Читаем Doctor Wood. Modern Wizard of the Laboratory: The Story of an American Small Boy Who Became the Most Daring and Original Experimental Physicist of Our Day-but Never Grew Up полностью

Accustomed, both of them, to all the luxuries, they began their wedding journey (via the hotels at Monterey and Santa Barbara) with a camping trip to the King’s River Canyon, three hundred miles from any railroad, mostly on horseback, carrying no beds but only their blanket rolls and a tent, with a strange roughneck nicknamed the “Dancing Bear” for guide and packman. He was said to be an English fugitive from justice. He was squat and powerful, less than five feet high, with a brown-red beard cut to a blunt point, giving him a bearlike profile. His hands hung nearly to his knees. Reversing Kipling’s crack at Russia, he was the man that walked like a bear. As a lady’s maid, he must have been a marvel. They started from Moore’s Lumber Mills, where they’d obtained the horses and provisions, and went deep into the canyon. They made camp with couches of pine branches and a stove built with stones, lived mostly on bacon, pan bread, and trout from the stream.

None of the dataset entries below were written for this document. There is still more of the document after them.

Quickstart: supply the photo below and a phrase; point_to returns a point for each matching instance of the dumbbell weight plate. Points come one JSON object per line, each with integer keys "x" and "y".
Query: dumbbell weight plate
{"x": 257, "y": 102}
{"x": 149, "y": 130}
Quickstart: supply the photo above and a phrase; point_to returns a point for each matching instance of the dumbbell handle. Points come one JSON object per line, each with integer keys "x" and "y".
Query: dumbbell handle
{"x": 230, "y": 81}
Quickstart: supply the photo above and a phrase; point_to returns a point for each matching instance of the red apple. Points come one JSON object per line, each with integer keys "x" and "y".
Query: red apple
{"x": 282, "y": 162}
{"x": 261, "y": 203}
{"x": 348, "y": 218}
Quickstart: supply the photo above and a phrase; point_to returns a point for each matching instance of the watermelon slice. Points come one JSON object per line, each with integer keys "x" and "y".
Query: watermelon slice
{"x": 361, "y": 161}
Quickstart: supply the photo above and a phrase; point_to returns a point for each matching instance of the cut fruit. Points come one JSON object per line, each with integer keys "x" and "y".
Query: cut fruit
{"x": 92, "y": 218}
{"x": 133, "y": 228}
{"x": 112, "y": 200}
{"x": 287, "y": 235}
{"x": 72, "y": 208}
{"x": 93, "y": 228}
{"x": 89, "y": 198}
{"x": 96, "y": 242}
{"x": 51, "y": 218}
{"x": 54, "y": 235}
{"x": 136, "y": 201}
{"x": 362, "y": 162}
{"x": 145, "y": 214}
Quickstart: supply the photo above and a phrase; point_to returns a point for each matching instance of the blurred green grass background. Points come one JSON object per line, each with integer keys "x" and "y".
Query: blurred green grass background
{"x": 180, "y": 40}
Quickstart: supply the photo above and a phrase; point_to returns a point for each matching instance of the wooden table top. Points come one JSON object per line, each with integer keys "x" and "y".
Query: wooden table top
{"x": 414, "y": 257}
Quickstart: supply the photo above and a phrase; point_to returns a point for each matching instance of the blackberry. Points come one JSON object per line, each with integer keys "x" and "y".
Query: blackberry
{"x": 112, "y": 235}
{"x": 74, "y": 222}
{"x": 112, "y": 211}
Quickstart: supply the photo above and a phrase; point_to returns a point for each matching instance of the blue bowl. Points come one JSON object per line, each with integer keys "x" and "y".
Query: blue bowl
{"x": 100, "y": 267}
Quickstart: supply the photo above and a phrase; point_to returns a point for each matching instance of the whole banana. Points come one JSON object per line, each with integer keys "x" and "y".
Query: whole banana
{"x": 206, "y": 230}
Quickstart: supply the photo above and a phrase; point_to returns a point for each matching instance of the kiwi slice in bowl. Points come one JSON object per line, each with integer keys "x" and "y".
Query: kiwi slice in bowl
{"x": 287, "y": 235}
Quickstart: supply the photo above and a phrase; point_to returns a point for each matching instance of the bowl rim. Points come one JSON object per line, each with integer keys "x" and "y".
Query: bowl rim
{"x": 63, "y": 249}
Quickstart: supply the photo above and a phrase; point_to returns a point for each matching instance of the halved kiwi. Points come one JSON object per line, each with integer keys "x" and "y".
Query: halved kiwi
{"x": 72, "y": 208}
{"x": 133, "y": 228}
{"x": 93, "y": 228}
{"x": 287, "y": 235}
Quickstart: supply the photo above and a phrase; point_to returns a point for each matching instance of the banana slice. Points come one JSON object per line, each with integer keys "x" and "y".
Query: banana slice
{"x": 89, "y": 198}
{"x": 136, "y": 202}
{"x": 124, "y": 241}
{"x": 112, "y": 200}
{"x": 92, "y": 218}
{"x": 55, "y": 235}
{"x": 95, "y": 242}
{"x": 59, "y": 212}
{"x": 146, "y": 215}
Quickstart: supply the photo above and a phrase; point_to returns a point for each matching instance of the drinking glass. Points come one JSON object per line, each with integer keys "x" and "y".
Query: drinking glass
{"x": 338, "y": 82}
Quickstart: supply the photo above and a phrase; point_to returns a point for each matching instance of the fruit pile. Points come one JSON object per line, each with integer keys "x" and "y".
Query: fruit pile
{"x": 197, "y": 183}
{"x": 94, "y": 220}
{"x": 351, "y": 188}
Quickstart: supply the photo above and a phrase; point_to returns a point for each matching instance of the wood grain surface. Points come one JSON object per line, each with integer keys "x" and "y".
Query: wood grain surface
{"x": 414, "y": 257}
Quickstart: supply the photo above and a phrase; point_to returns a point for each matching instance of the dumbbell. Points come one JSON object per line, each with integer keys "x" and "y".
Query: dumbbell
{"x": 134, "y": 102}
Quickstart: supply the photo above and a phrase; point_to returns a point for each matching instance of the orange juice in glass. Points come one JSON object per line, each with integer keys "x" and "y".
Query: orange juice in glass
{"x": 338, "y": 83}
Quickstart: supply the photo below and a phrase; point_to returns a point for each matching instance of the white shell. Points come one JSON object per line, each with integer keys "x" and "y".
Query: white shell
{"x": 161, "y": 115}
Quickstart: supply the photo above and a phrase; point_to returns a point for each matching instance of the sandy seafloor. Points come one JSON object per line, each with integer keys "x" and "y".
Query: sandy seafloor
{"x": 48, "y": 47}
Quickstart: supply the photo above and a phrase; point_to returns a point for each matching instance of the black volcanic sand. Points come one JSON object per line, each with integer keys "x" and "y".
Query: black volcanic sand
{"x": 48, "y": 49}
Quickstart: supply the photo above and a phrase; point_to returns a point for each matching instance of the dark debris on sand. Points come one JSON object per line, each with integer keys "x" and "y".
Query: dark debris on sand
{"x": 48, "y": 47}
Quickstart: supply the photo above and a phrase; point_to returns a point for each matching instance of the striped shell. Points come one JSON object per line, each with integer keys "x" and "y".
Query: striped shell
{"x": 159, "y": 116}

Even for his wedding trip, Wood had not overlooked the possibilities of chemical foolishness. One of the chemicals which Remsen’s students had to prepare was fluorescein, that remarkable substance, a speck of which the size of a pinhead dissolved in a barrel of water will cause it to glow in the sunshine with a brilliant emerald-green light. Aviators shot down in the ocean in the present war are using it to create an enormous green spot on the surface of the water, easily seen by rescue planes.

The Yellowstone Park, which he had visited the year before, was to be included in the itinerary, and it occurred to Wood that Old Faithful geyser would be a real spectacle if heavily charged with fluorescein. So he made a pint of the material in the form of a thick dark-brown sirupy mass, tightly corked in a wide-mouthed bottle, enough to make a small lake fluorescent, and stored it in his baggage.

On the way East, after adventures from California to Alaska and back, they made the grand tour of the Yellowstone, and Wood got ready for the geyser with his bottle of fluorescein. Of this episode, he says:

We found Old Faithful too well watched by the guards to accomplish anything there, but I remembered an even better spot, the celebrated Emerald Spring. A big party of tourists with a guide was about to start on foot for it, but I knew the way and we two started ahead of them, and found the great spring deserted. A strong flow of water was coming up from the depths of the funnel, and as soon as we heard the voices of the tourists, I uncorked the bottle of fluorescein and threw it into the center of the pool. Down it went deeper and deeper until it was lost to view, leaving a green trail to mark its path. Nothing happened for a minute or two, and then there rolled up slowly from the depths a great cumulus cloud like a thunderhead of a dazzling green color, which grew larger and more complicated in form as it neared the surface, and by the time the tourists arrived, the whole pool was glowing in the hot sunshine with the brilliance and color of an emerald. We heard the guide intoning monotonously his patter: “This here, ladies and gentlemen, is the Emerald Spring, so called from the greenish color of — my God, I’ve never seen it like this, and I’ve been here ten years!” The tourists were entranced, and so were we.